## ERC-721 & ERC-1155 need "ISCONTRACT"
Token transfers in the two main NFT standards behave differently when the receiver is a contract. In that case, the token invokes a callback on the receiver (e.g., [`onERC721Received`](https://eips.ethereum.org/EIPS/eip-721#specification)), and unless a specific value is returned from the callback the transfer is reverted. This is mandated by the specifications.
The purpose is to prevent the loss of tokens transferred to contracts that are not able to handle them. This is compatible with account abstraction, but smart contract wallets must implement the callback to declare that they're able to handle the token (e.g., see [Safe](https://github.com/safe-global/safe-smart-account/blob/v1.4.1/contracts/handler/TokenCallbackHandler.sol#L40)).
### Status under EOF
It's not possible to use `EXTCODESIZE` or `EXTCODEHASH` in EOFv1, so there's no "native" way to implement this behavior.
The currently proposed solution is to work around the limitation by dispatching to an auxiliary Legacy contract that uses `EXTCODESIZE`.
For library authors, this creates the problem of having to hardcode addresses of the auxiliary contract on all supported EVM chains. Developers have to ensure the auxiliary contract is present on their local development chain used for testing.
### Possible solutions
Enable some form of an `ISCONTRACT` operation in EOFv1, such as:
1. `EXTCODESIZE` with [the same semantics it has on Legacy contracts](https://eips.ethereum.org/EIPS/eip-3540#changes-to-execution-semantics).
2. `EXTCODEHASH` with the same semantics it has on Legacy contracts.
3. `EXTCODESIZE` repurposed as `ISCONTRACT`, returning 1 if the address has any code.

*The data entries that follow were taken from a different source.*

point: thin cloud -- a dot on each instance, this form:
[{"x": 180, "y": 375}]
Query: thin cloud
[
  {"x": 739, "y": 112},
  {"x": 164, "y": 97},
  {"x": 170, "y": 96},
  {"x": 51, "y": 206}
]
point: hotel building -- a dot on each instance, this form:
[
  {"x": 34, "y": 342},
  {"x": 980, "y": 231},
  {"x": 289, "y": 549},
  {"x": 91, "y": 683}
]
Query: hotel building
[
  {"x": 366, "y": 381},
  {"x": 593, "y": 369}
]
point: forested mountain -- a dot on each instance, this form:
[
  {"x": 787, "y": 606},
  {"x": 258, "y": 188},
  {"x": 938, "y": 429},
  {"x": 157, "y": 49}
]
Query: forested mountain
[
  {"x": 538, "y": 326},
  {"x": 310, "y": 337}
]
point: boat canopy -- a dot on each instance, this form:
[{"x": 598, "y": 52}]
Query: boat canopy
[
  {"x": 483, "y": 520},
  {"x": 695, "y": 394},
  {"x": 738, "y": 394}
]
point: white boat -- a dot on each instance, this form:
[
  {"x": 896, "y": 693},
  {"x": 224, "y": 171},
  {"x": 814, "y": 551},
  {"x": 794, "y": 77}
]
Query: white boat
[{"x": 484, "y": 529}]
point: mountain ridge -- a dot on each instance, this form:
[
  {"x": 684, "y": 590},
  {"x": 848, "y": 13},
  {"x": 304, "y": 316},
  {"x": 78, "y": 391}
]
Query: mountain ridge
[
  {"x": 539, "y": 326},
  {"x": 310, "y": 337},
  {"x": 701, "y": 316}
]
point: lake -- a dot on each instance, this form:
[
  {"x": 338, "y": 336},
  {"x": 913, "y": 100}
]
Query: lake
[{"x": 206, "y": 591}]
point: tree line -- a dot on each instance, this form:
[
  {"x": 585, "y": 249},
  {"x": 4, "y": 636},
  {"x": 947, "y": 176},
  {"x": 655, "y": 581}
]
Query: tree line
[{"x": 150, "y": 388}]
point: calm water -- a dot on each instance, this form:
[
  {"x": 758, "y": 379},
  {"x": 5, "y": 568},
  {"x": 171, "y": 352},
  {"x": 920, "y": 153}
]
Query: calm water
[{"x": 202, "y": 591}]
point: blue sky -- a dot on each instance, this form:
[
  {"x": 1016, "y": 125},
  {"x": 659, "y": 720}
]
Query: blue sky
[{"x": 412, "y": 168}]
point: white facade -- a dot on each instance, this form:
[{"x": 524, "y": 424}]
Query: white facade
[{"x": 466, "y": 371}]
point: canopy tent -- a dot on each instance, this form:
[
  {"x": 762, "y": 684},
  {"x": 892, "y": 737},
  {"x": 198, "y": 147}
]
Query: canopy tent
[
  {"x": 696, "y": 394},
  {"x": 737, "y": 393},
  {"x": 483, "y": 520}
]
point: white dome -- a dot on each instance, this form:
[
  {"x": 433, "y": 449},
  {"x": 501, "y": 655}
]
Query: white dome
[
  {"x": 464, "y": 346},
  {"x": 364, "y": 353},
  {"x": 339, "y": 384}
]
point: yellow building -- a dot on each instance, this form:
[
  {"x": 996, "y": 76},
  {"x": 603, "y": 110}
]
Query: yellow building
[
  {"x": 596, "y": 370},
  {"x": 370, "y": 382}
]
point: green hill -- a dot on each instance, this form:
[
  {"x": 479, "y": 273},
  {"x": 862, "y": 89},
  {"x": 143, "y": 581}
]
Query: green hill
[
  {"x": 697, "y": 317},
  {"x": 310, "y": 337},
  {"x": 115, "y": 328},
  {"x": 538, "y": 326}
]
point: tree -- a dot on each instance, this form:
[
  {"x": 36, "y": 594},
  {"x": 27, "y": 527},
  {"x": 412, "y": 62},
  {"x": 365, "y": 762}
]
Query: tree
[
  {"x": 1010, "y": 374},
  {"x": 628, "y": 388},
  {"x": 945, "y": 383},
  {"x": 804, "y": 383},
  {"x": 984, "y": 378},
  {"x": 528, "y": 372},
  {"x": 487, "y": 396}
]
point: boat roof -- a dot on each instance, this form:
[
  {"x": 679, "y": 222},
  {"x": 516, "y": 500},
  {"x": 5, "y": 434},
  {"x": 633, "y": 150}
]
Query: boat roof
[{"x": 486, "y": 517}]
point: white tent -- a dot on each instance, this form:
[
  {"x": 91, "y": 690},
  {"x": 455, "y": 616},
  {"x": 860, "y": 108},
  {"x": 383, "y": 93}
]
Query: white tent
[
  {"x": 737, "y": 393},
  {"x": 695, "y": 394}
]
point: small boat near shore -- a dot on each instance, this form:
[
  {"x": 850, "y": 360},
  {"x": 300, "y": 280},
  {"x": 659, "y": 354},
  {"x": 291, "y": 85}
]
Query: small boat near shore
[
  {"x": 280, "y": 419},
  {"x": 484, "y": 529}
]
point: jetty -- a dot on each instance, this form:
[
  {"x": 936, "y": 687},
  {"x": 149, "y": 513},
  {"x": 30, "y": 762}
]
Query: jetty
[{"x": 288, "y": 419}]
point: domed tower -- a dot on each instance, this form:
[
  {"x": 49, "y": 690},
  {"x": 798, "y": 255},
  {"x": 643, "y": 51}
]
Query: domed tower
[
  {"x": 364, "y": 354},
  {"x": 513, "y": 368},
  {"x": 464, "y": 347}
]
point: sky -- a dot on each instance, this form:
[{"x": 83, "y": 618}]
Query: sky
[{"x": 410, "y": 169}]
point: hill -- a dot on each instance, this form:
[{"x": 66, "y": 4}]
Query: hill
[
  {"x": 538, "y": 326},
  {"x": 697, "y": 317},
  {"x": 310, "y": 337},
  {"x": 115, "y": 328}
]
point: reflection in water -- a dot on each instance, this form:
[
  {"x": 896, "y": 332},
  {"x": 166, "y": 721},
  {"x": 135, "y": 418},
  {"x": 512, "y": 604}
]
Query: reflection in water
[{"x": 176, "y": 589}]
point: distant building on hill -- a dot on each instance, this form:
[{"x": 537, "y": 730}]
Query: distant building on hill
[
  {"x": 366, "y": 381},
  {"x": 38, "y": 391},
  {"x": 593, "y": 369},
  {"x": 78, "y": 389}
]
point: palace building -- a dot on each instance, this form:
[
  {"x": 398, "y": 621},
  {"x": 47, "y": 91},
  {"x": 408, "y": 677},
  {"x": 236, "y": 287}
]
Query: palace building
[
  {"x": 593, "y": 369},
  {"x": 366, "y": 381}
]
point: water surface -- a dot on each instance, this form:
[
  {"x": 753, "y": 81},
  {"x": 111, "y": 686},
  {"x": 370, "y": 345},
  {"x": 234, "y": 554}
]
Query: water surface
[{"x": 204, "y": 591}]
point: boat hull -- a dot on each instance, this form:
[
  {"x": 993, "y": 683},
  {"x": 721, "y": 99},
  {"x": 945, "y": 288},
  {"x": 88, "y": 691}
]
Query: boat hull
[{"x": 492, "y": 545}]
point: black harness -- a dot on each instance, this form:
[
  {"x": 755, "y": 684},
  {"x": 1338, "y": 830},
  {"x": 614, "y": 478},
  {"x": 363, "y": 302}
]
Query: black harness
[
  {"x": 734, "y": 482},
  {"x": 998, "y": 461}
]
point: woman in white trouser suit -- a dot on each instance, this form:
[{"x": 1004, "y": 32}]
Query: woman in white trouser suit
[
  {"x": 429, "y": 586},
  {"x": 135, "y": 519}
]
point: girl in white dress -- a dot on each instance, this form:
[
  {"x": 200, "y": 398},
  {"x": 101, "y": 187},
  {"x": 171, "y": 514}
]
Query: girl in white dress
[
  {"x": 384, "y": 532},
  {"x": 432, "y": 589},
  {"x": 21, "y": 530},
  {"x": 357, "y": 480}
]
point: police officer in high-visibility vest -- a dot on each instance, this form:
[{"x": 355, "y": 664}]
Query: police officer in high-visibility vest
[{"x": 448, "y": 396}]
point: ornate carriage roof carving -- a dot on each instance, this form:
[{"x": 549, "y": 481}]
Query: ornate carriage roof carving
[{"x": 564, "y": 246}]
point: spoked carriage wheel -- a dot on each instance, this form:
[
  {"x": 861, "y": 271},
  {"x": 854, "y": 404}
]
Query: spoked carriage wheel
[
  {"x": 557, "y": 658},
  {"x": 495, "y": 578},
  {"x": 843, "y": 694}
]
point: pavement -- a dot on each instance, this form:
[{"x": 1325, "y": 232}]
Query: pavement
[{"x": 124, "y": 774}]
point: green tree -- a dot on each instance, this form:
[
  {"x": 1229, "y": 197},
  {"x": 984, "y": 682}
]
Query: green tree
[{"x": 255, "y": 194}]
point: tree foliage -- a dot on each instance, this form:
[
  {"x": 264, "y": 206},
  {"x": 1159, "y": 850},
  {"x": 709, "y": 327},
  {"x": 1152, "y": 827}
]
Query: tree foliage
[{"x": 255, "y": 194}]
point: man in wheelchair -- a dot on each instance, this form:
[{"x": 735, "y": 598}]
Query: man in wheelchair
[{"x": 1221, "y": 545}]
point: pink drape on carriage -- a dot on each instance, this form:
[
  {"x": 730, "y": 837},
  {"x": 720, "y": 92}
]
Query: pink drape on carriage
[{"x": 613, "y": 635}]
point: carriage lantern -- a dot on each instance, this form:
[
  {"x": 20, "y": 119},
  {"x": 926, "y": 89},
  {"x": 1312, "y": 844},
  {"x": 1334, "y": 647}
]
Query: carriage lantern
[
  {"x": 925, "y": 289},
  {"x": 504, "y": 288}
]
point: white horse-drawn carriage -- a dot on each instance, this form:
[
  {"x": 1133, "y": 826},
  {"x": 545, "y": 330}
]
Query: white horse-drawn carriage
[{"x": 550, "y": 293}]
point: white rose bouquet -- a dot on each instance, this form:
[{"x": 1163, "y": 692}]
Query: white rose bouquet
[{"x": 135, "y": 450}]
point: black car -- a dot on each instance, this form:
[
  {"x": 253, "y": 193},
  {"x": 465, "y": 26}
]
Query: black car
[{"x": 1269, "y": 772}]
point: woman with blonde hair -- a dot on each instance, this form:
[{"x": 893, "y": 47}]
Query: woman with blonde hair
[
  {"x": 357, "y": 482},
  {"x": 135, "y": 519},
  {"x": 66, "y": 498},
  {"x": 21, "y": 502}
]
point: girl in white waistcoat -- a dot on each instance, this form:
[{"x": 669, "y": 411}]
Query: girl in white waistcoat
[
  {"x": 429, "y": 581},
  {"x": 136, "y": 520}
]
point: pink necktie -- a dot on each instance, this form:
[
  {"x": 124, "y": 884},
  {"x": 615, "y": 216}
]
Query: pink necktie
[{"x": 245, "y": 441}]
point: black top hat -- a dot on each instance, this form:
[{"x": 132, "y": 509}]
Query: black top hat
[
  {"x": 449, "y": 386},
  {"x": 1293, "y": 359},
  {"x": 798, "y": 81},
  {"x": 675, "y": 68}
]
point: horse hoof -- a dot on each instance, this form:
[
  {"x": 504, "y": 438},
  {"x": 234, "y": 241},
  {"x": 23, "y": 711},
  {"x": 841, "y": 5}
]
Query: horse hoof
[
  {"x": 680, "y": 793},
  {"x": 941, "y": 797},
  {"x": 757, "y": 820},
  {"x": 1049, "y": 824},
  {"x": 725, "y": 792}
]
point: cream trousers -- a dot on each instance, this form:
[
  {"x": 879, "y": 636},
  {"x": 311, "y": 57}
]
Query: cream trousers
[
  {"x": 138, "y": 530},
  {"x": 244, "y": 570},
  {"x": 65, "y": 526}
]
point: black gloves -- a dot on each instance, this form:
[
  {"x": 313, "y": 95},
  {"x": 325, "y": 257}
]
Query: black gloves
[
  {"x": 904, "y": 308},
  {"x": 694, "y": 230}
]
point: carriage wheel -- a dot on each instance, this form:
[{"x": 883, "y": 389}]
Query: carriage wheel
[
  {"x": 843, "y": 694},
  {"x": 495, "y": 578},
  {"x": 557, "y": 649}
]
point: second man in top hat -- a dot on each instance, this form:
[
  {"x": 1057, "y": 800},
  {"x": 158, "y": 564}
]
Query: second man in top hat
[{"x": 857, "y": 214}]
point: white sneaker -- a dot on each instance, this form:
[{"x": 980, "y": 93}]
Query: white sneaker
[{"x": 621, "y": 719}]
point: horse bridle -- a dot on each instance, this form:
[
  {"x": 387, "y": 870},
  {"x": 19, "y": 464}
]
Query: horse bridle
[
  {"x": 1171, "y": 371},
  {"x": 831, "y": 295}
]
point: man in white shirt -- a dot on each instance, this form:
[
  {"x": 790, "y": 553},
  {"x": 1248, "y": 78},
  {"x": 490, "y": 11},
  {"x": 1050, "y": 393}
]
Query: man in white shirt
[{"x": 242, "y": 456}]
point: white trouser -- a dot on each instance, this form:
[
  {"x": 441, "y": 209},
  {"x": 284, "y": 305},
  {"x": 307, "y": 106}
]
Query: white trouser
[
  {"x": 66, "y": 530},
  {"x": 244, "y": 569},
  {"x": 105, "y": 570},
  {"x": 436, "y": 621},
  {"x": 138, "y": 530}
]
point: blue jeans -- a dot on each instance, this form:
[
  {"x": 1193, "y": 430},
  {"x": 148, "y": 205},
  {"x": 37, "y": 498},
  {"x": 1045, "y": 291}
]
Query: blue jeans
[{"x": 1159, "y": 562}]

4. `EXTCODEHASH` repurposed as `EXTCODETYPE`, behaving the same as `EXTCODEHASH` except returning a special value for Legacy contracts to prevent code inspection.
Because of the possibility of using an auxiliary Legacy contract, none of these options strictly introduces new capabilities to EOF.
## Proxies could be bricked by `DELEGATECALL` limitation
In EOFv1, an EOF contract is [not able](https://eips.ethereum.org/EIPS/eip-3540#eof1-contracts-can-only-delegatecall-eof1-contracts) to `DELEGATECALL` into a Legacy contract.
The main reason seems to be to fully prevent `SELFDESTRUCT` in the context of an EOF contract, even in its [EIP-6780](https://eips.ethereum.org/EIPS/eip-6780) form. (The concrete issue this would cause is not clear to me.)
This creates a new failure mode for EOF upgradeable proxies that assume the upgrade logic is present in the target (aka UUPS proxies). If the proxy target is switched from an EOF contract to a Legacy contract the proxy becomes bricked and unusable, including loss of funds.
### Possible solutions
1. Remove the `DELEGATECALL` limitation so that an EOF contract can delegate to a Legacy contract.
2. Keep the `DELEGATECALL` limitation, but give proxies a way to detect if a contract is EOF to prevent bricking. E.g., `EXTCODEHASH` or `EXTCODETYPE` as described in the previous section.